Patients are directed to avoid putting weight on the knee along with activity limitations. They must be patient as this protective process can take from three to eighteen months. Bone resorption may be stopped by the use of medications called bisphosphonates. Knee pain can be managed with analgesics (pain relievers). Treatment with bisphosphonates is fairly new and has not been proven effective for all patients yet. Further study of these drugs must be completed to guide the surgeon in knowing when and how to use bisphosphonates, as well as which patients would benefit the most.

Another newer drug treatment for knee osteonecrosis is tumor necrosis factor alpha (TNFA). This substance is injected right into the knee joint. Case reports show rapid (one-week later) improvement in pain and stiffness. Signs of healing are seen on MRIs after only one month.

But when the case is too far advanced or when nonoperative care doesn’t work, then surgery to repair the lesion may be needed. The type of surgery done depends on where the damage is located and how severe it is. The surgeon can drill holes in the bone, a procedure called core decompression. Debridement (scraping the damaged area) followed by bone grafting to replace the missing bone has also been tried.

Bone decompression combined with bone grafting may be one way to speed up healing and recovery.
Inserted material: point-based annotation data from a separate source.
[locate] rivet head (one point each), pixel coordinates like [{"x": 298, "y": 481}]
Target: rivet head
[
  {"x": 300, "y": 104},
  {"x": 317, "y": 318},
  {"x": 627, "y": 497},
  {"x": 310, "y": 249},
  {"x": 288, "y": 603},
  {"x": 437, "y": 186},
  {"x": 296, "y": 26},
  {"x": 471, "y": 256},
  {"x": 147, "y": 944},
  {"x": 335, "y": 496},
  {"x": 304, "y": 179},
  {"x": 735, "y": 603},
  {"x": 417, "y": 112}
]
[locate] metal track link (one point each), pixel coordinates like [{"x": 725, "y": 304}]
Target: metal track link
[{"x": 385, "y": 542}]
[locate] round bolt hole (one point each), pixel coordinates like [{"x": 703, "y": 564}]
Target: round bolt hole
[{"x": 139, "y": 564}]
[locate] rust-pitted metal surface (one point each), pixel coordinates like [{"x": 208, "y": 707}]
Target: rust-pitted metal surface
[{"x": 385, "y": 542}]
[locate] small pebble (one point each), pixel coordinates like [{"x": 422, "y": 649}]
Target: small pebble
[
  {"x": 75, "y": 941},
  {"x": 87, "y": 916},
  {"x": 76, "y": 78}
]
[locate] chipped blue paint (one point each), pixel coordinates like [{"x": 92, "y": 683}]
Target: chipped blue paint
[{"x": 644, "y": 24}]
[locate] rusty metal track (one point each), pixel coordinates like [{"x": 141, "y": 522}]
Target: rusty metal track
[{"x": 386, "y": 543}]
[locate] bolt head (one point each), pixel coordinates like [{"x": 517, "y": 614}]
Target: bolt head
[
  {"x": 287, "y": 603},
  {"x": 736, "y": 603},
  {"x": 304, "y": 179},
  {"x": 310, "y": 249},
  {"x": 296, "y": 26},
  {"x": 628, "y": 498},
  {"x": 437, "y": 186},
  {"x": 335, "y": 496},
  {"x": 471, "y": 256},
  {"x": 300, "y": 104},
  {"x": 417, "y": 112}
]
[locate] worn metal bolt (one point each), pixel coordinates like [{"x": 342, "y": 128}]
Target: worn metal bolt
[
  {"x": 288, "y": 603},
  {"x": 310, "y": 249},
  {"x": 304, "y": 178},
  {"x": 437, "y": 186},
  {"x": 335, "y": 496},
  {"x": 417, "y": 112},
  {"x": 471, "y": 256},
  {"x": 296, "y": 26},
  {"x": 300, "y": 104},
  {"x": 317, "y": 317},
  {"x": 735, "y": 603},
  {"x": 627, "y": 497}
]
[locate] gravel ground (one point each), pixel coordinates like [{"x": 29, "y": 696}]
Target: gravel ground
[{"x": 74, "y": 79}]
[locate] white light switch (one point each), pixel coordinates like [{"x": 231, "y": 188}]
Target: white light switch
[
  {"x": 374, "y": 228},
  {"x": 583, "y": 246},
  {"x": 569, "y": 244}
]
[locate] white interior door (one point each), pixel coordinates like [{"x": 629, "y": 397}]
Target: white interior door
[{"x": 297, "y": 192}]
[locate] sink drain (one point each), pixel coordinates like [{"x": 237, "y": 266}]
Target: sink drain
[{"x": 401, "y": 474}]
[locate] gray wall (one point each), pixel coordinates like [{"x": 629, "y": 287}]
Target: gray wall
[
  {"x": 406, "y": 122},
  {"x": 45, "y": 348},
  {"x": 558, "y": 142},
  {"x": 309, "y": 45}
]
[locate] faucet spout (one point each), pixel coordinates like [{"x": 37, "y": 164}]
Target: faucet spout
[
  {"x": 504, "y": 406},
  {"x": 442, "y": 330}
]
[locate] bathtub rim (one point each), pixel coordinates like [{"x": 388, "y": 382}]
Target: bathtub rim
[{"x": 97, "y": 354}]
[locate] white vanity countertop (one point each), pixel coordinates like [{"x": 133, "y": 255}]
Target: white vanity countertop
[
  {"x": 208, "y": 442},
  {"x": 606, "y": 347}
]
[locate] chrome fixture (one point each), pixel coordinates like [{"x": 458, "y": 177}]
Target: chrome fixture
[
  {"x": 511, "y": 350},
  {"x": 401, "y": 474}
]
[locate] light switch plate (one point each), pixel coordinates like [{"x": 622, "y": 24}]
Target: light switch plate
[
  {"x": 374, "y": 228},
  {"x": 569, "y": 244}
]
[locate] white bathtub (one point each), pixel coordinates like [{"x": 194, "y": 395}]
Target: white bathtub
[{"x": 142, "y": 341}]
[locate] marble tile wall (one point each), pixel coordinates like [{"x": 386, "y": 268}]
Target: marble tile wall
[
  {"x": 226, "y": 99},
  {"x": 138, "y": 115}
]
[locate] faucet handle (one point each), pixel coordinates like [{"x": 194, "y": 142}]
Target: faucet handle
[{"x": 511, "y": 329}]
Biologic substitutes and tissue-engineered cartilage are two other proposed techniques for the surgical treatment of knee osteonecrosis. With tissue-engineered cartilage, the surgeon builds a scaffold with donated bone. The bone is cemented into interconnected pores. Then cartilage is used to repair the defect in the bone.

There haven’t been very many cases treated with these various techniques. So, which one works best and for what types of knee osteonecrosis are also unknown factors. The most information we have is on the outcomes using unicompartmental knee arthroplasty. In this procedure, the surgeon replaces just the half of the joint that’s been affected by the necrosis (rather than doing a full knee joint replacement).

Results reported from a limited number of studies report excellent results with this technique. Researchers consider the unilateral knee arthroplasty a very promising approach, but once again, more studies are needed to confirm these results and to see what happens in the long-run.

Right now, we only have limited information and understanding of what causes knee osteonecrosis and how to treat it. At the present time, research efforts are directed toward finding ways to preserve the joint, rather than replace it. Nonoperative treatments with new methods of tissue engineering may eventually provide a breakthrough in the treatment of this disease.